Aeolian Islands, Italy

Island of Fire

Rising from the Tyrrhenian Sea, Stromboli is a spare volcanic silhouette: black sand, whitewashed lanes, fishing boats, and a summit that has shaped Mediterranean imagination for centuries.

A living landscape

Where sea, village, and volcano share the same horizon.

Stromboli is one of the Aeolian Islands north of Sicily. Its villages gather low along the coast while Mount Stromboli rises above them, a cone of dark lava, scrub, terraces, and ash. The island feels elemental because its geography is immediate: every path eventually points to the water, the crater, or both.
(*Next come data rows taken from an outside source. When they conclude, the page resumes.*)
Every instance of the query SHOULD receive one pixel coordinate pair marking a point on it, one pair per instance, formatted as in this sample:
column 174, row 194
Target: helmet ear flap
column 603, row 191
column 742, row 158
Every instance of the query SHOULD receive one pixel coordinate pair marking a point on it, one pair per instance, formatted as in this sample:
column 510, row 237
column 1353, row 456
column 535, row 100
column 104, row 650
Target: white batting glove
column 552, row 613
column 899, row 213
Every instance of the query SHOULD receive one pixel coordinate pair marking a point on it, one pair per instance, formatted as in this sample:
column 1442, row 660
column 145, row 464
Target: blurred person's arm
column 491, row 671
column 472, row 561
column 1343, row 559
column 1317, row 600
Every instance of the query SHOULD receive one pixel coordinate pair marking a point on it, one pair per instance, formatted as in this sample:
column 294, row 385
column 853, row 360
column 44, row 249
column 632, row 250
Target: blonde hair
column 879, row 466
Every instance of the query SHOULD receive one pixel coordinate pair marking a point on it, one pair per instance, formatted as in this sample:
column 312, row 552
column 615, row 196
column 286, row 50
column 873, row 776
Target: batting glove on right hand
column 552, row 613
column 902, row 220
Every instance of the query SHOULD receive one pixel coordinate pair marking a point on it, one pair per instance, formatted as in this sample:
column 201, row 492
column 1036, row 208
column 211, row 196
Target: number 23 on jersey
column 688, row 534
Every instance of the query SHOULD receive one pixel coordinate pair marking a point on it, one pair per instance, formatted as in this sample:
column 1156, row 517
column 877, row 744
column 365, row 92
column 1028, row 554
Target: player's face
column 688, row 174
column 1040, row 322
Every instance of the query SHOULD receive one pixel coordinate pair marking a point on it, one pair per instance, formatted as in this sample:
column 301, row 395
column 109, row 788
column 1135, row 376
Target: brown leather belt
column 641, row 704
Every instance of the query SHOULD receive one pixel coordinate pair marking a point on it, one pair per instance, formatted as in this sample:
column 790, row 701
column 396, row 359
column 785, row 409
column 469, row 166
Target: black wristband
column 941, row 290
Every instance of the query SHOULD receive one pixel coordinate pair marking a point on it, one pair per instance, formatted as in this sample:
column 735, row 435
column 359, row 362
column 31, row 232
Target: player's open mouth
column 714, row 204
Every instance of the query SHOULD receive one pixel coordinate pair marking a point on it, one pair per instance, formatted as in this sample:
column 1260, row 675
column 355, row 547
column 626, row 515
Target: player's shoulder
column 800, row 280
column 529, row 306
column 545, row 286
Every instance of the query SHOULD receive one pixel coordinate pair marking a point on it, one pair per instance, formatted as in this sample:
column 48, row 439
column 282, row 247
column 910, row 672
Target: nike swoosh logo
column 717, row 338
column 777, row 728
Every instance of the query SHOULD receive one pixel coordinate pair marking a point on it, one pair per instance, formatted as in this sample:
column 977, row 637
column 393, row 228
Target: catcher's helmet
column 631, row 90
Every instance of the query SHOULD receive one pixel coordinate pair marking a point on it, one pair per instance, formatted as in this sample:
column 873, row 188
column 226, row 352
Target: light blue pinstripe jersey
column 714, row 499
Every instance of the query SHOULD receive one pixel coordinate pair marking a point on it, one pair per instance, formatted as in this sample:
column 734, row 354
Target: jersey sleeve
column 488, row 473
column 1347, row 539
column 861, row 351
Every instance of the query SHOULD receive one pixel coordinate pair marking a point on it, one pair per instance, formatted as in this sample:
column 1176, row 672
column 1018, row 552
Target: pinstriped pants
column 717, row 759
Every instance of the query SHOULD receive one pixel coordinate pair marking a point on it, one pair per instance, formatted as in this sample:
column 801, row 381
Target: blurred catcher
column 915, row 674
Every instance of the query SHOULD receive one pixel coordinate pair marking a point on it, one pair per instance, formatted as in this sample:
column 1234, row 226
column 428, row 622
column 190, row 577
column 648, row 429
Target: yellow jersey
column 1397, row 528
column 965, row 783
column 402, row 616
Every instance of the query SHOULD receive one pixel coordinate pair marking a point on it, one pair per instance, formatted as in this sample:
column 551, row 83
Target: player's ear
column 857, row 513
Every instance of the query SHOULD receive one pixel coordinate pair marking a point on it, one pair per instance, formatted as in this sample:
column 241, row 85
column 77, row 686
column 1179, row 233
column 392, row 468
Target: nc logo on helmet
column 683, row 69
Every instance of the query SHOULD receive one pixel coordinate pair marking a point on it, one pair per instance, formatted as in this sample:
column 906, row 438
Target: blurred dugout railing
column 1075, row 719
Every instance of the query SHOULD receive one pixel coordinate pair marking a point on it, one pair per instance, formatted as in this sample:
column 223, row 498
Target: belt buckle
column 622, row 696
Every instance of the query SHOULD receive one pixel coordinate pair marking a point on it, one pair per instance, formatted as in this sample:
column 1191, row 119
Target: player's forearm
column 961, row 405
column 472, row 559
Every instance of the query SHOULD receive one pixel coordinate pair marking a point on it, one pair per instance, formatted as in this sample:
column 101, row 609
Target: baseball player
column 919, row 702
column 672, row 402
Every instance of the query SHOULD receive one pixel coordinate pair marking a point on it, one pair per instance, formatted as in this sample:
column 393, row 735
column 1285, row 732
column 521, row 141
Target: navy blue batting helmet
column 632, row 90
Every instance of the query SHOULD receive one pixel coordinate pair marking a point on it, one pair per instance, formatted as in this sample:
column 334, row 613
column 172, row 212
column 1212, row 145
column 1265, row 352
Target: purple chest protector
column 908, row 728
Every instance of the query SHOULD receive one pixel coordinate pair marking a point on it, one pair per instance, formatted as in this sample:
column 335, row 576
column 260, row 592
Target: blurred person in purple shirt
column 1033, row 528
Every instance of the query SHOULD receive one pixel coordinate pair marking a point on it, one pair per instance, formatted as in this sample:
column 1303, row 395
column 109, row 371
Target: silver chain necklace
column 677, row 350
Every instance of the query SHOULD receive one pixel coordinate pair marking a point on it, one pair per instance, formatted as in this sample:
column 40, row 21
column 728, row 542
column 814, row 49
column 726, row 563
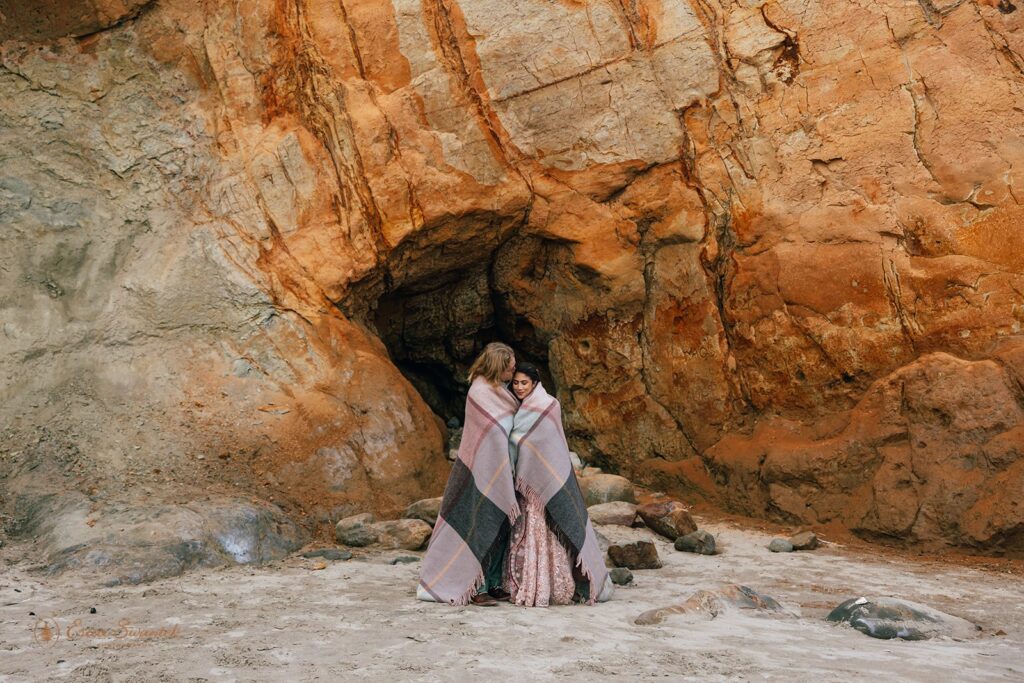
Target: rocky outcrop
column 274, row 235
column 932, row 452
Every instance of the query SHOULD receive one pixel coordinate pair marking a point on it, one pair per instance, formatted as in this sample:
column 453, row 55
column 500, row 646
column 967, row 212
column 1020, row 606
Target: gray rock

A fishing boat on the black volcanic beach of Stromboli.
Black-sand beach and fishing boat, Stromboli. Image via Wikimedia Commons.
926 m Approximate summit elevation above sea level.
3 Main coastal settlements: Stromboli, Piscita, and Ginostra.
2 km Approximate distance to Strombolicchio, the island's sea stack.
UNESCO Part of the protected Aeolian Islands World Heritage landscape.

The volcano

A mountain that gave its name to an eruption style.

Stromboli is famous for frequent, short explosive bursts called Strombolian eruptions. At night, the summit glow can appear like a beacon, the reason the island has long been nicknamed the lighthouse of the Mediterranean.

Sciara del Fuoco

The volcano's northwest slope forms a steep scar known as the Sciara del Fuoco, where lava fragments and flows descend toward the sea.

Villages at the edge

Stromboli's inhabited coast balances quiet island life with respect for the volcano. Local access rules can change with activity levels, so summit routes are guided and carefully managed.

A cinematic silhouette

From offshore, the island reads as a single dark pyramid. That clean profile has made Stromboli a landmark for sailors, filmmakers, and travelers crossing the southern Tyrrhenian Sea.

Ways to read the island

Three quiet lenses for visiting Stromboli.

Walk the coast

Follow the village edges, black beaches, and small harbors to see how daily life folds into the volcanic shore.

Watch the summit

Join authorized guides or boat viewpoints when conditions allow. The experience is most memorable after dusk, when bursts can trace the sky.

Look offshore

Strombolicchio, the basalt sea stack nearby, gives the island a second marker: a smaller volcanic remnant holding a lighthouse above the water.